Purging: during the current episode of BN, the person has
regularly engaged in self-induced vomiting or the mis-use of laxatives,
diuretics or enemas
Non purging: during the current episode of BN, the person has used other
compensatory behaviours, such as fasting or excessive exercise, but has not
regularly engaged in self-induced vomiting or the mis-use of laxatives,
diuretics or enemas
As with anorexia nervosa, the usefulness of these criteria is rather limited beyond that of aiding in the recognition of the illness by medical professionals. Here, too, they are of little use in explaining the nature of the disease and how it affects those who suffer from it.
Low self-esteem is widely recognised as a point of commonality not only amongst bulimics, but among all those afflicted by eating disorders. This diminished sense of self-worth, combined with psychological, emotional, physical and even social issues which the individual finds themselves unable or unwilling to face, can lead to the development of dysfunctional coping mechanisms. Bulimia nervosa is one example of this.
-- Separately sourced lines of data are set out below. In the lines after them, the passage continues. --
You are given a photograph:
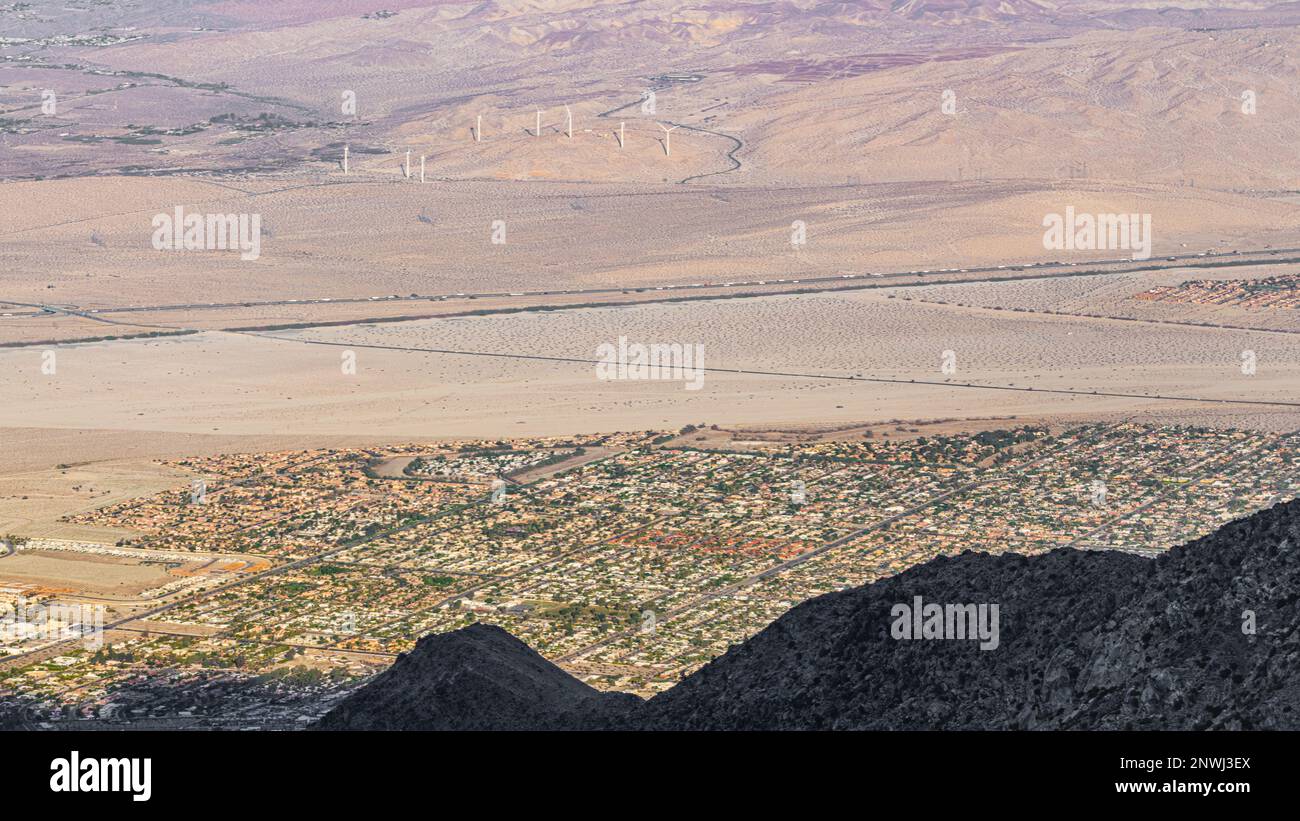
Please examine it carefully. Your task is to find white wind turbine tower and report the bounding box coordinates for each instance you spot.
[655,122,681,157]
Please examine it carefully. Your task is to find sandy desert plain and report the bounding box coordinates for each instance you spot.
[0,0,1300,701]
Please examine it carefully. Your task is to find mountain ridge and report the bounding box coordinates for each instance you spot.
[319,500,1300,730]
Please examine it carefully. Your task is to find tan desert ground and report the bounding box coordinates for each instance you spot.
[0,0,1300,722]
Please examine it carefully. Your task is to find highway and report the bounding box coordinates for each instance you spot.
[0,240,1300,316]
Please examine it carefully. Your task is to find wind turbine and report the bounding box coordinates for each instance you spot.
[655,122,681,157]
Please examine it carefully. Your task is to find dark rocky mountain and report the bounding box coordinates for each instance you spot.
[317,624,641,730]
[321,500,1300,730]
Bulimics seek to block out or numb themselves to the serious issues which underlie their illness by feasting on large quantities of food, often consuming in a single sitting more than the recommended intake for an entire day. They are then overcome by an uncontrollable urge, some describing it as a panic, to rid themselves of the food they've consumed. This is done either by induced vomiting, mis-use of laxatives and enemas or compulsive exercising as a way of compensating for the over-indulgence.
Bulimia often goes undetected due to the fact that many who suffer from it remain within the expected weight range for their age, height and frame. In fact, a certain percentage of bulimics are known to be overweight. As a result, it may go undetected until the individual experiences life-threatening complications from the illness.
The physical effects of bulimia include dehydration, erosion of tooth enamel, electrolyte imbalances, cardiac arrhythmias and damage to the oesophagus potentially leading to rupture, haemorrhage and even death.
Like anorexia, bulimia nervosa is most prevalent in Caucasian women who come from middle to upper-class backgrounds. It's prevalence amongst males and non-whites is also on the rise. It, too, is almost exclusively seen in heavily industrialised countries.